Silverbolt: "You shot me!"
Blackarachnia: "He was going to blow your head off!"
- The second Teenage Mutant Ninja Turtles animated series has two of these. The second, Torbin Zixx, is a mercenary who will betray everyone twice in order to complete a job. The first and more important one, however, is Foot Clan member Karai, whose sense of honor clashes with her devotion to her father in a way that makes her impossible to predict.
- Red X in Teen Titans.
In his first episode:
Red X: Not everyone likes to play the big villain, kid. I'm a thief. I'm not threatening your precious city. Just looking out for number one.
While preventing the other villains from getting Robin's case after Robin saves his life:
Gizmo: Whose side are you on, Barf Brain?!
Red X: MINE!
- Heloise on Jimmy Two-Shoes. She both works for Lucius, yet often goes against him to help Jimmy.

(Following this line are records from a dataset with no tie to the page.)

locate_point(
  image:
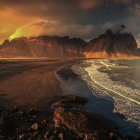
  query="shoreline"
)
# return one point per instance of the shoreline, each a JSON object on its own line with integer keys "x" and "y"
{"x": 102, "y": 104}
{"x": 71, "y": 100}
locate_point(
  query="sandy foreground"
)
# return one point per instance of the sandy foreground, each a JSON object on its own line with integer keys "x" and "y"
{"x": 30, "y": 82}
{"x": 60, "y": 116}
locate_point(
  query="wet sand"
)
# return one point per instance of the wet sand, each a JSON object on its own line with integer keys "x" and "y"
{"x": 30, "y": 82}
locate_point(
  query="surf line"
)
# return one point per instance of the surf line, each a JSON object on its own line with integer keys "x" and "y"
{"x": 130, "y": 99}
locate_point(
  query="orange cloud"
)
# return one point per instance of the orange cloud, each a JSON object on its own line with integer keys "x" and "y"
{"x": 52, "y": 27}
{"x": 89, "y": 4}
{"x": 10, "y": 21}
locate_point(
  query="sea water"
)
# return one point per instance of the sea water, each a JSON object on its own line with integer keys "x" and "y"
{"x": 115, "y": 80}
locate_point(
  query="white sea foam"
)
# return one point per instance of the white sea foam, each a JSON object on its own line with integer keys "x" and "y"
{"x": 126, "y": 99}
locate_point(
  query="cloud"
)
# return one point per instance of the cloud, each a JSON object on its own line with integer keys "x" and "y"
{"x": 47, "y": 27}
{"x": 82, "y": 18}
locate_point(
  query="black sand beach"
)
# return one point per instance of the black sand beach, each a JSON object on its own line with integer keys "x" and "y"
{"x": 48, "y": 100}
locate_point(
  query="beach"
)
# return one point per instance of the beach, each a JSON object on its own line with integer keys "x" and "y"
{"x": 30, "y": 82}
{"x": 49, "y": 91}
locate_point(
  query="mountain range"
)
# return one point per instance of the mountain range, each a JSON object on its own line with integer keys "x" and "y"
{"x": 106, "y": 45}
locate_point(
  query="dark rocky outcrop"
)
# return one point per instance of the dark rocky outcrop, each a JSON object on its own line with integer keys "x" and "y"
{"x": 108, "y": 44}
{"x": 115, "y": 45}
{"x": 68, "y": 120}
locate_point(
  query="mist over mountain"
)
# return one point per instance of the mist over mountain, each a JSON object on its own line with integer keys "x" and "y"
{"x": 111, "y": 44}
{"x": 106, "y": 45}
{"x": 43, "y": 46}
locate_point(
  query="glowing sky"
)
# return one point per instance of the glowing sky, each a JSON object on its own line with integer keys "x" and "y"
{"x": 77, "y": 18}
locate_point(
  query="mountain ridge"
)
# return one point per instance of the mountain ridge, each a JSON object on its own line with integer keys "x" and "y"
{"x": 106, "y": 45}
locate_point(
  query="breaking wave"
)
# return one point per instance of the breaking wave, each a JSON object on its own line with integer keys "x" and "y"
{"x": 115, "y": 80}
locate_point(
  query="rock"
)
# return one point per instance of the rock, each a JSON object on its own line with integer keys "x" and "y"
{"x": 34, "y": 126}
{"x": 73, "y": 120}
{"x": 61, "y": 136}
{"x": 110, "y": 44}
{"x": 114, "y": 136}
{"x": 21, "y": 137}
{"x": 46, "y": 136}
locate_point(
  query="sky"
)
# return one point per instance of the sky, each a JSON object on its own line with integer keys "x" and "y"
{"x": 77, "y": 18}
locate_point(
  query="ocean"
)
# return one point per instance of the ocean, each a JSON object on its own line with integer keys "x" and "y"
{"x": 114, "y": 80}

- Bigmouth in The Smurfs can play either friend or villain of the Smurfs, depending on what will get him more food.
- Reboot has Mouse the agent for hire/turned goody when her employer disregards her own safety during a job.
- The page quote comes from Charles Maurice de Talleyrand-Perigord, a French diplomat who embodied this trope a couple of hundred years ago. He started out under the Gallic Church and King Louis XVI, switched sides to the anti-Church, anti-Royalist Republic, ditched them to help Napoleon seize power, converted back just as Napoleon had allied with Russia, convened the Senate that legally dismissed Napoleon, and finally threw his support to the Citizen King Louis-Philippe. All this time he remained powerful and influential, and even managed to stay out of prison. The Other Wiki says he was known as "The Prince of Diplomats" but Napoleon himself came up with the perhaps equally fitting (if less flattering) label "shit in a silk stocking".
- Alcibiades. He switched sides five times during the Peloponnesian War, always for who was willing to give him the power and glory to match his military ability.
- This is the constitutional position of the monarchy in Britain, last used to pick a new Prime Minister in 1963.
- In countries which suffer from a hung parliament after an election, independents and third parties usually become this.
- Dennis Rodman in Phil Jackson's Chicago Bulls.